18 In this case the Department has not put any evidence forward as to the wishes of the STA in relation to whether it would invoke or not invoke the privilege. I do not consider it necessary for an agency to take this step. An agency to which a FOI request is made is entitled to make a judgment based on the contents of the document in its possession as to whether it is a document of the kind in relation to which legal professional privilege might properly be asserted. It is not, I consider, essential for it to contact the third party client on the issue; though that might often occur as a matter of prudence. The position in this regard is to be contrasted with those exemptions where there is a ‘reverse FOI procedure’ requiring contact with the third party: see ss 30-33.

19 While the New South Wales exemption differs a little in its formulation from the Commonwealth formulation (Commonwealth Freedom of Information Act 1982, s 42(1)), their thrust is, I consider, similar; and the decision in Re Colonial Mutual Society is helpful.

20 The New South Wales exemption requires the agency assessing the request to ask whether the document ‘would be’ privileged from production in legal proceedings. It is enough, I consider, to ask whether the privilege could properly attach. It is not necessary to ask whether the third party client would be inclined to invoke or waive the privilege were the context to which the privilege is addressed to arise - pending or current legal proceedings. That decision is one that should be left to be made at that time.
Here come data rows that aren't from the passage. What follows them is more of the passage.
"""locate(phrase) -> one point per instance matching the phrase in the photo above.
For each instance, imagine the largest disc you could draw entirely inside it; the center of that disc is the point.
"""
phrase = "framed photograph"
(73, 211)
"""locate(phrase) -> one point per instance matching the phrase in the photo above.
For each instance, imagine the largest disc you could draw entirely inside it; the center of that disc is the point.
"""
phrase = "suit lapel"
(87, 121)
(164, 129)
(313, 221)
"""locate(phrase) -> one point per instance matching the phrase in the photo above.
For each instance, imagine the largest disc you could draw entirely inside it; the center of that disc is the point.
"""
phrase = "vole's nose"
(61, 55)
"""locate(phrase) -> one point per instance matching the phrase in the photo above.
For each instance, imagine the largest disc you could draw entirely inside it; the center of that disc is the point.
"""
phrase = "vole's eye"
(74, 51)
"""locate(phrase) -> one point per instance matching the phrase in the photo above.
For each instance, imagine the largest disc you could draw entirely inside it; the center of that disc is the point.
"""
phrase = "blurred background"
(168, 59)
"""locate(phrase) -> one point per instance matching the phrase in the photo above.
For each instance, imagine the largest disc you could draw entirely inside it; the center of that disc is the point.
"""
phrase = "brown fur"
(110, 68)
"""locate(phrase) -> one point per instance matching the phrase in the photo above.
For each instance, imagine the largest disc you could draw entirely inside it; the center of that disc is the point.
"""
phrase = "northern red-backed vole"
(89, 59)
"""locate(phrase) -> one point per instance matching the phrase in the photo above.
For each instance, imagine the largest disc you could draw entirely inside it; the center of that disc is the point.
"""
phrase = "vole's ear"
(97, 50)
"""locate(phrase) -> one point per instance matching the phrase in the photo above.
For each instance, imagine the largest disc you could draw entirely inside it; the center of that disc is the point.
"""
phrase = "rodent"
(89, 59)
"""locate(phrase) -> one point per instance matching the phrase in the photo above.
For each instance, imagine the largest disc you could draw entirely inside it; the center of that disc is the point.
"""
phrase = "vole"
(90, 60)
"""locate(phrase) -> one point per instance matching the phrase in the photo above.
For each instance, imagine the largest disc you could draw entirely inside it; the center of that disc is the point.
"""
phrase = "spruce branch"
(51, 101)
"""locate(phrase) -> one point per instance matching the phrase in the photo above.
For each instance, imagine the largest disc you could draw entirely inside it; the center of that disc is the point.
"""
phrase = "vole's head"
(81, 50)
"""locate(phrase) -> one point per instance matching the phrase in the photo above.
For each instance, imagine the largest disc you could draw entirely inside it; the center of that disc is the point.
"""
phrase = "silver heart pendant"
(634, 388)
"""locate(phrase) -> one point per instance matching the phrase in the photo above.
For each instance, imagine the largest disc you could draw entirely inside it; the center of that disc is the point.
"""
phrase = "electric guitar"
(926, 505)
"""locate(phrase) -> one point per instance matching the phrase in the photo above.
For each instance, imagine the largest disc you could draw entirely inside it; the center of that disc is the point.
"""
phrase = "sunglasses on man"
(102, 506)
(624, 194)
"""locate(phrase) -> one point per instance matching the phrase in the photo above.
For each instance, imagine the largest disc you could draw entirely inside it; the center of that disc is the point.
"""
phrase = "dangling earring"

An interpretation should not be given to the FOI Act which forces that decision to be taken prematurely.

21 Accordingly, I do not agree with the submissions for the applicant, to the effect that the Department is not entitled to rely on the legal professional exemption because the document in issue was not generated in a lawyer-client relationship where it was a client. Nor do I agree that it is obliged to seek the views of the client whose privilege it is.

22 I have scrutinised the exempt document, and am satisfied from its terms that it was generated in a lawyer-client relationship between Anderson Legal and the STA. The exemption was properly relied upon by the Department.

      Business Affairs Exemption

23 Clause 7 of Schedule 1 of the FOI Act confers an exemption as follows:

      ‘Documents affecting business affairs

      (1) A document is an exempt document:

          (a) if it contains matter the disclosure of which would disclose trade secrets of any agency or any other person, or
          (b) if it contains matter the disclosure of which: (i) would disclose information (other than trade secrets) that has a commercial value to any agency or any other person, and (ii) could reasonably be expected to destroy or diminish the commercial value of the information, or
          (c) if it contains matter the disclosure of which: (i) would disclose information (other than trade secrets or information referred to in paragraph (b)) concerning the business, professional, commercial or financial affairs of any agency or any other person, and (ii) could reasonably be expected to have an unreasonable adverse effect on those affairs or to prejudice the future supply of such information to the Government or to an agency.
      (2) A document is not an exempt document by virtue of this clause merely because it contains matter concerning the business, professional, commercial or financial affairs of the agency or other person by or on whose behalf an application for access to the document is being made.’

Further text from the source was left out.